# Removing Inner Door Skin On Fridge



## cliffo (23/7/06)

Hi Guys,

I'm wanting to remove the inner door skin on my keg fridge and replace with a flat panel to increase available internal space.

Now I've previously done this with my fermenting fridge without any dramas as that one had numerous screws around the edge holding it to the door. 

This fridge, however, has no screws, so I'm assuming it is merely glued to the fridge door.

Now if this is the case any ideas on the best/easiest way to remove it?

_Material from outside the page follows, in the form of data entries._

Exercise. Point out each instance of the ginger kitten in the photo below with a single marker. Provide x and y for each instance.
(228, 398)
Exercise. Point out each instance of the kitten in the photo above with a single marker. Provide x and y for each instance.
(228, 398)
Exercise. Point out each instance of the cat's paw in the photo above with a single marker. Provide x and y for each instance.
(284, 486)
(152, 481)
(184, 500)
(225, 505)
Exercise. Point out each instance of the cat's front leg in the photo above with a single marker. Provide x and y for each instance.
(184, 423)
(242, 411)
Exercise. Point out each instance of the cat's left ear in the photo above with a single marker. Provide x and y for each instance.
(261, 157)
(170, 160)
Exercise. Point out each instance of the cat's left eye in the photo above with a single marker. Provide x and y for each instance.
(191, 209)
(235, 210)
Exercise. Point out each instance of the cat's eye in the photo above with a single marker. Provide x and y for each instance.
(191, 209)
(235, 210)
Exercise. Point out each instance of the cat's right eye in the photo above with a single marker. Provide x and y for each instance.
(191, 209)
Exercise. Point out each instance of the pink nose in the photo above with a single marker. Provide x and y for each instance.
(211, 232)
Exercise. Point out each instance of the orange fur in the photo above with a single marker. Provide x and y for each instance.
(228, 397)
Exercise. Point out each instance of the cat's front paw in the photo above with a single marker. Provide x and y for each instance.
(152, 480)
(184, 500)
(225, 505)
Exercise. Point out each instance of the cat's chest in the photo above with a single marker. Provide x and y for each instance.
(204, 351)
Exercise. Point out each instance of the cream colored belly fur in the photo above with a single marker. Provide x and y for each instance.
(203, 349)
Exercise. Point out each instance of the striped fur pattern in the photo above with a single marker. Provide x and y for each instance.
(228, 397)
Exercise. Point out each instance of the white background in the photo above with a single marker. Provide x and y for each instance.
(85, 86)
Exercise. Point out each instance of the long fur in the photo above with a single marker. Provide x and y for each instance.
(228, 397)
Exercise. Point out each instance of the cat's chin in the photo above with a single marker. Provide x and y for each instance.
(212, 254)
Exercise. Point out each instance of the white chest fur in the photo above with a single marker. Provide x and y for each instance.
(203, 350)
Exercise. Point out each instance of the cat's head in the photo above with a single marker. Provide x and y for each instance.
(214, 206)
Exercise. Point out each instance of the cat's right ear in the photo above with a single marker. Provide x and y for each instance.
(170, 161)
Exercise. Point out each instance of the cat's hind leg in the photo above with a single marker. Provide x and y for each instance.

Just a tad worried that if I go in all guns blazing I'll not only remove the door skin but also the door insulation. If it matters the fridge is a Westinghouse RP252S:

http://www.westinghouse.com.au/product/display/model/RP252S

cheers,
cliffo


----------



## vlbaby (23/7/06)

cliffo said:


> Hi Guys,
> 
> I'm wanting to remove the inner door skin on my keg fridge and replace with a flat panel to increase available internal space.
> 
> ...



I'd say your chances of somebody on this forum having the same model fridge as you would be really low. I have a westinghouse fridge about 3 years old and it has screws on the door panel.
I know what you are trying to do because i have done the same to my keg fridge which is, btw a different brand.
My advice to you would be just take your chances and rip it out. You can always replace insulation if it does come away from the door. Clarke rubber can sell you sheets of styrofoam etc if you need it.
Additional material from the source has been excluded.